It’s midmorning in Uravan, CO, on Easter Sunday. The San Miguel River runs thick and brown with spring mud through the desert canyon and the sky is cloudless. Bare trees cast shadows over the earth, which is mottled with sand and thick patches of the earliest wildflowers. Below the canopy of the picnic area a small group is gathering for an Easter Service.
In the 1980s the federal government declared the Uranium mines in the area, and the town of Uravan itself, contaminated, and embarked on a decades-long clean up that involved relocating the town’s residents and scraping their homes from the earth. Around 10 years ago, the clean up was declared complete, and the old community ballpark was repurposed as a campground and picnic area.
Gary Reeves, who was born in Uravan, says the Easter service taking place today dates back to the town itself.
“We had a thing of sunrise services at crosses down at the cliffs above the forks of the river — the confluence of the San Miguel and Dolores Rivers every Easter,” Reeves recalls. “The church here in Uravan would do an Easter sunrise service at those crosses. Once the town went down, it pretty much stopped.”
Reeves moved to Grand Junction when the Federal Government began its clean-up efforts. But he and his wife visited Uravan often, and at one point, he decided it was time to revive the tradition.
“We stopped at the old place where the crosses were, and I looked at her and told her, ‘I think I want to get this started back up again.’ So that year I built some new crosses and we were doing it at the old spot down on the river. But so many of us – myself included and my parents at that time were getting older – couldn't crawl across the rocks to get to those crosses. So I think about four years ago we moved it here to the ballpark,” says Reeves.
The sermon is offered by Pastor Mark Jones of Nucla, and Dan Williams, pastor at the New Hope Pentecostal Church in Naturita speaks as well. Jones says both men have faced medical difficulties in the past years, and the strength of the congregation has gotten them through.
“Part of the reason that he and I are both here is because you guys pray. So from my standpoint I want to thank you for those prayers. I certainly want to thank God for allowing me to be here today, but I really want to thank all of you.”

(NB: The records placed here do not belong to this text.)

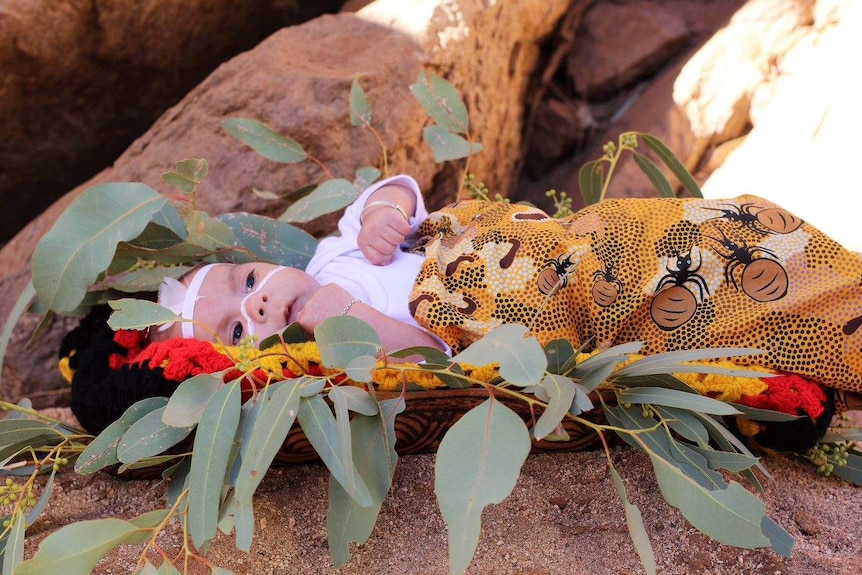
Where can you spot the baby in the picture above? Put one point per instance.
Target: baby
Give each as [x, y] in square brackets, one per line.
[363, 272]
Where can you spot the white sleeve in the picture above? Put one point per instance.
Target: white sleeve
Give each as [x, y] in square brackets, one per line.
[348, 226]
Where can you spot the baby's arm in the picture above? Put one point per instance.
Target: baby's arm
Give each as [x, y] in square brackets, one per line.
[332, 300]
[383, 225]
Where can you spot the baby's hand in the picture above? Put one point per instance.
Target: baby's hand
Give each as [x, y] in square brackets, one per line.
[383, 230]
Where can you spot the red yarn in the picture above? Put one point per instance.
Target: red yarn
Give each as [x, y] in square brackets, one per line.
[789, 393]
[133, 341]
[182, 358]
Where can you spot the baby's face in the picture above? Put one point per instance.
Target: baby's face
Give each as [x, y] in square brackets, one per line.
[239, 300]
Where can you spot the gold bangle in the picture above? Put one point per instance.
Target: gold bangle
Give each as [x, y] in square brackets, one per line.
[350, 305]
[393, 205]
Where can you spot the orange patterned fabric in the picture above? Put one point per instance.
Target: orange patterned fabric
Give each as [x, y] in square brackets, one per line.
[673, 273]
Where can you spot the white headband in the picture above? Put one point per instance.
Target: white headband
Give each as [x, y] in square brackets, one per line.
[258, 287]
[174, 295]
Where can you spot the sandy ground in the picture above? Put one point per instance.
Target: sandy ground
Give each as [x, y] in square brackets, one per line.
[563, 517]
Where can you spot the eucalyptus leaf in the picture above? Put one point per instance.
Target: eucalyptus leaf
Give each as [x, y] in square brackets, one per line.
[674, 398]
[728, 442]
[149, 462]
[212, 234]
[179, 483]
[558, 353]
[168, 218]
[478, 462]
[590, 179]
[522, 361]
[671, 161]
[13, 551]
[134, 313]
[144, 279]
[34, 512]
[213, 442]
[264, 140]
[149, 436]
[732, 516]
[684, 423]
[594, 370]
[354, 399]
[321, 429]
[75, 549]
[278, 411]
[764, 414]
[81, 244]
[360, 109]
[102, 451]
[441, 101]
[731, 461]
[655, 175]
[271, 240]
[635, 523]
[657, 442]
[188, 401]
[188, 175]
[376, 459]
[330, 196]
[342, 338]
[361, 368]
[561, 393]
[448, 146]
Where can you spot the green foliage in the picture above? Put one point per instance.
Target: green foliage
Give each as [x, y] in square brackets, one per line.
[123, 238]
[594, 182]
[478, 463]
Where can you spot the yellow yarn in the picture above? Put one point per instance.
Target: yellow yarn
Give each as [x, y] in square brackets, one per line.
[728, 388]
[299, 357]
[67, 372]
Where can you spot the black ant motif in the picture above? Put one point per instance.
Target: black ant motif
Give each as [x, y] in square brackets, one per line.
[560, 267]
[743, 216]
[683, 274]
[740, 255]
[762, 278]
[554, 275]
[606, 286]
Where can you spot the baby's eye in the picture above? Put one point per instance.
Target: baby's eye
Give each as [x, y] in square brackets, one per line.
[249, 281]
[236, 334]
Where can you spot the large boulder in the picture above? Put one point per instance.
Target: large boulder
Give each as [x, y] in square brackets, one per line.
[80, 79]
[297, 81]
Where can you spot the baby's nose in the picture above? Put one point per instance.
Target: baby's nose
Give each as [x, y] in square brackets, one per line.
[256, 307]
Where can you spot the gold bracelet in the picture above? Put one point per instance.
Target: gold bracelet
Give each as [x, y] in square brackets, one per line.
[393, 205]
[350, 305]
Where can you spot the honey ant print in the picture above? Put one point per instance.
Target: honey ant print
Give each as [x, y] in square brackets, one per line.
[762, 279]
[606, 286]
[554, 275]
[764, 221]
[674, 302]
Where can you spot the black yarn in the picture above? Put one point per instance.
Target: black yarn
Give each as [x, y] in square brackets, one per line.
[100, 395]
[797, 435]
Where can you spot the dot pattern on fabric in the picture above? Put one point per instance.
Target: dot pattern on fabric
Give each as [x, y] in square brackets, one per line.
[672, 273]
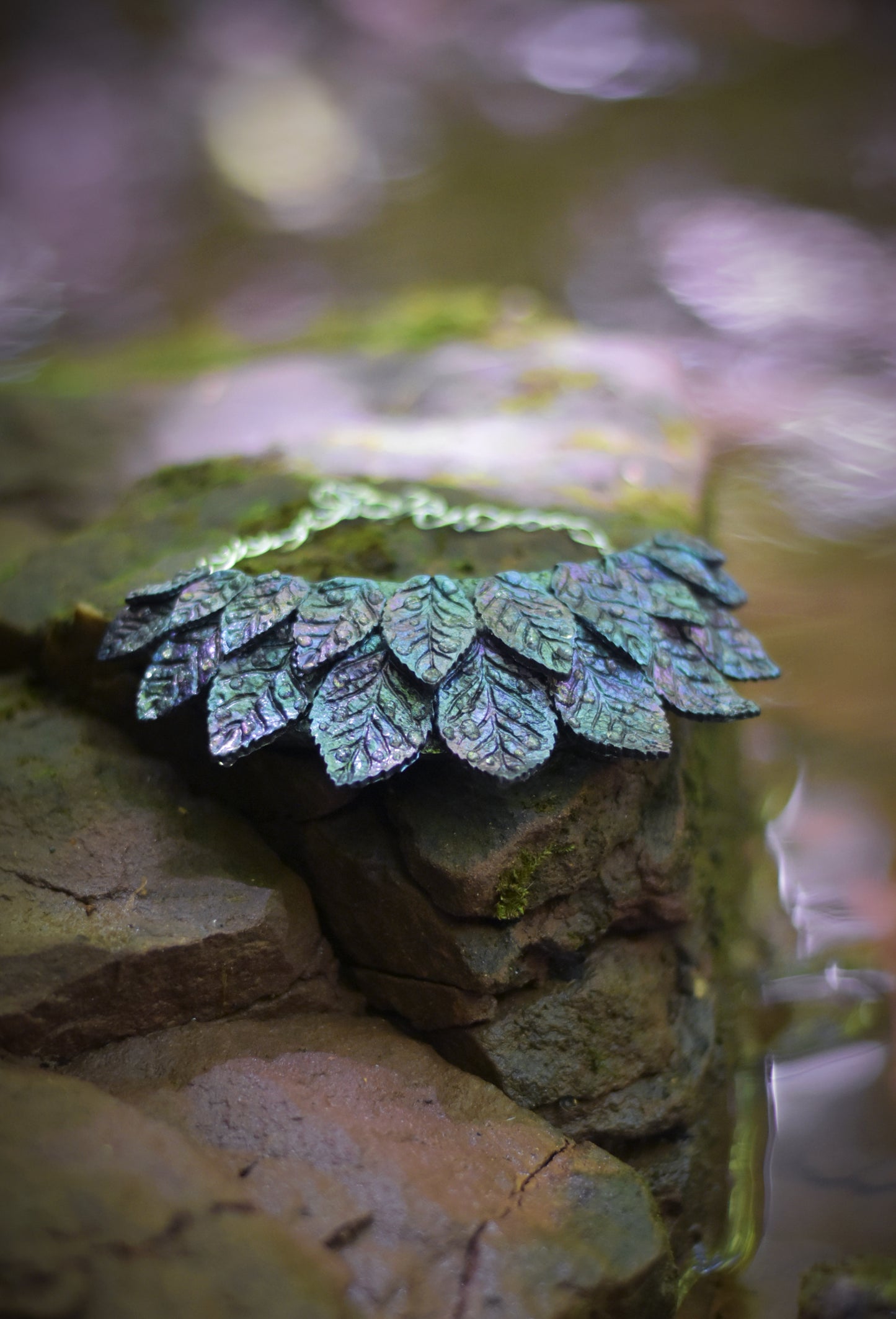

The service is followed by a lunch, a long potluck of deviled eggs and beans, potato salad and coconut pies. Jordan Grant was born in Uravan and moved to Montrose. He says any opportunity to come back is a trip into memory.
“Yeah it's pretty fun to see people you haven't seen for thirty years, forty years. But the terrain never changes. Every rock looks the same. But the town itself has kind of disappeared. It's nice to have this ballpark preserved for everyone to come visit,” Grant says.
Alongside those from Uravan, the service brings together a collection of congregations from the area. Bonnie Yardley, of Nucla, said she came to see her Pastor speak, but agrees the whole West End is a place rich with history.
“It’s a lot of memories,” Yardley says. “My husband and I, we married in 1974. He worked in the mines for Union Carbide till they closed down. We’ve seen Nucla be a thriving town with stores to not very much now. But it’s still home,” she says.
Amidst lunch, and sparkling blue skies, Uravan marks another Easter.